Establish a simple Will that states your wishes and intentions regarding how your Estate will be distributed upon death and names the Executor of your choice to carry out your intentions.


The only way to assure that your intentions will be followed with regard to how your assets will be distributed after your death is to state your intentions in a Will, which is properly drafted and executed in accordance with the law while you are legally competent to do so there is a common misconception that if you do not have a Will, the State will take your assets upon death. If you do leave behind any heirs at all (spouses, children, grandchildren, parents, siblings, aunts, uncles, cousins) it is not true that the State will take your assets upon your death.  However, it is true that the laws of the State where you reside at the time of your death will control to whom and in what shares your assets will be distributed, if you should die without a Will. The State law may not reflect your personal intentions. For example most folks commonly think that if they were to die without a Will and leave behind a spouse and children, that their spouse would automatically inherit all the assets of the deceased spouse. This is not true. If you do not have a Will, your spouse will inherit only a portion of your Estate and your children will inherit a share as well. While most parents do want to provide for their children that they commonly wish to do so only after their surviving spouse is properly protected and financially secure. Further, if you do not have a Will naming your own personal choice of an Executor, any legally interested person can petition the Court to be appointed and this may not be the person you would have chosen to handle your affairs.

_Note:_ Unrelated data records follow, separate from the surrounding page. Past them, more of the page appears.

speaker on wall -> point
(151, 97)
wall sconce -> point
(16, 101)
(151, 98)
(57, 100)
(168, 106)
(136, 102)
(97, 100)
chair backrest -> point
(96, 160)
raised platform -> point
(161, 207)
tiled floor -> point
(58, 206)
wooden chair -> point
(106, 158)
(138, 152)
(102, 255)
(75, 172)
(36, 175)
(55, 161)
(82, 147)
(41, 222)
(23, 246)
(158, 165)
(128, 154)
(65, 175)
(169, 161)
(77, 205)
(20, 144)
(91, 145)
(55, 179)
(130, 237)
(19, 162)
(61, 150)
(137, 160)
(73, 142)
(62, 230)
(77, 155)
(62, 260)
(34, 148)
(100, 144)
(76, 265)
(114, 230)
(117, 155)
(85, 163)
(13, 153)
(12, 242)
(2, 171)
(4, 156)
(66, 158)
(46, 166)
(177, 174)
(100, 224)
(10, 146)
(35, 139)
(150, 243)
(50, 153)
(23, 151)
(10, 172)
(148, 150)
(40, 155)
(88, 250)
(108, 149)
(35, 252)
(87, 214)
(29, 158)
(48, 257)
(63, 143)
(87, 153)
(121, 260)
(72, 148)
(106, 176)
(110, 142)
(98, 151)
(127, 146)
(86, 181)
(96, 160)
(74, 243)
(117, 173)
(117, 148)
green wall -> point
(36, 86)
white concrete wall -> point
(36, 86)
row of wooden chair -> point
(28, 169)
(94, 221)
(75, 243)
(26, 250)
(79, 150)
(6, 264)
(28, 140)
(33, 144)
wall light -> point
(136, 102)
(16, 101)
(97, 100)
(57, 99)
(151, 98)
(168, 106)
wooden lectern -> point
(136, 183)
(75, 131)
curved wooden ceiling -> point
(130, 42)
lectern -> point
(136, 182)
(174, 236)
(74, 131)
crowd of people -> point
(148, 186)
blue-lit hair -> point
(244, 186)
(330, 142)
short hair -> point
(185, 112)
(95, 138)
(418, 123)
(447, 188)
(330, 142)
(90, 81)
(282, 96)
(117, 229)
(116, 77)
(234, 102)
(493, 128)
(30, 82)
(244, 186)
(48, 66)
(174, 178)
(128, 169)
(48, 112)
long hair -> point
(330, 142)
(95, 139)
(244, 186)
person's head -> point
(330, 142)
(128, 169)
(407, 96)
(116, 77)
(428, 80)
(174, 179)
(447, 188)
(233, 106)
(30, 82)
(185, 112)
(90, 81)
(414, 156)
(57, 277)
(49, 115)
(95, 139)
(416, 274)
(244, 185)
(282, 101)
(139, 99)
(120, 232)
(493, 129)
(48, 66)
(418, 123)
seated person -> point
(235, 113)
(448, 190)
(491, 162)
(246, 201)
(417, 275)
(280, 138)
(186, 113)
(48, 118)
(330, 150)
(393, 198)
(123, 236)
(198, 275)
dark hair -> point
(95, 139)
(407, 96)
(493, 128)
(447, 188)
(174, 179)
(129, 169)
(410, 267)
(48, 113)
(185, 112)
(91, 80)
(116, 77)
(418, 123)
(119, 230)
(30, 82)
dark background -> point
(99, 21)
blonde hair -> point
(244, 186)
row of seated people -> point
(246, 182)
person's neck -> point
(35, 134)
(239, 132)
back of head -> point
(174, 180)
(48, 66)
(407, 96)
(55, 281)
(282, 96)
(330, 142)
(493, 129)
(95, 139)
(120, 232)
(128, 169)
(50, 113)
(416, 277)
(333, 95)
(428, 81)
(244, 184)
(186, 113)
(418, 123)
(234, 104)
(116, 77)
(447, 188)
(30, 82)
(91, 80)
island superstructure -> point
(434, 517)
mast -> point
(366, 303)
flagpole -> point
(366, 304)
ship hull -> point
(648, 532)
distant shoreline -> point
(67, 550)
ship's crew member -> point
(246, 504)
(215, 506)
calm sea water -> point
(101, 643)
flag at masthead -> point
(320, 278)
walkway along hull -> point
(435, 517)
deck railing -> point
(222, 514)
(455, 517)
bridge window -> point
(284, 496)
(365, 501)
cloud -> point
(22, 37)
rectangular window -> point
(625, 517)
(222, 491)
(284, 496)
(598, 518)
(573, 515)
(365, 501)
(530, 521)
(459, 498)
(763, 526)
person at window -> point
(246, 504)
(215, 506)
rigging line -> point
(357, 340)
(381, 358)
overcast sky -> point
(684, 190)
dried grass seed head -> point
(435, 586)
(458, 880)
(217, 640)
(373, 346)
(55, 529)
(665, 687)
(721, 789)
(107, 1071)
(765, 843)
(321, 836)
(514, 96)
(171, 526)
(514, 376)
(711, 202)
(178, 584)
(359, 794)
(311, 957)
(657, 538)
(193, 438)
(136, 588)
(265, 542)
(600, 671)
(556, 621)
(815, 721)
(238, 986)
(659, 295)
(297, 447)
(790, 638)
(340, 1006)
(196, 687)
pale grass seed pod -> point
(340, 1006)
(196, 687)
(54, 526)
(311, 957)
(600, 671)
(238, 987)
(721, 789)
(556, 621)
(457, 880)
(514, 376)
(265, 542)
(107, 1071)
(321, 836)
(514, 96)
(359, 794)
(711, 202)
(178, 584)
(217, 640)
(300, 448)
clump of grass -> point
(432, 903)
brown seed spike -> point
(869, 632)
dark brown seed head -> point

In most cases a simple Will is sufficient to accomplish your objectives.  On larger Estates, valued at over the Estate taxable level (currently $2.0 million dollars federally for Year 2007 and $1.0 million dollars for Massachusetts resident whose Estates exceed $1.0 million dollars with date of death in Year 2007), more elaborate Estate planning may be required.  Also, sometimes more specific planning is necessary to protect a disabled spouse, child or grandchild during your lifetime, and/or after your death.  For example, perhaps a disabled child is receiving social security disability benefits that would be lost if that child received even a small or insignificant inheritance.  With proper planning, the child could be left the same assets, without risking loss of the benefits that they receive that are necessary for their support.  Perhaps a spouse requires long term medical care, while the spouse remaining at home and in the community needs to preserve the couple's income and assets for their own financial security.  With proper planning these issues can be addressed and a plan implemented to meet your personal needs.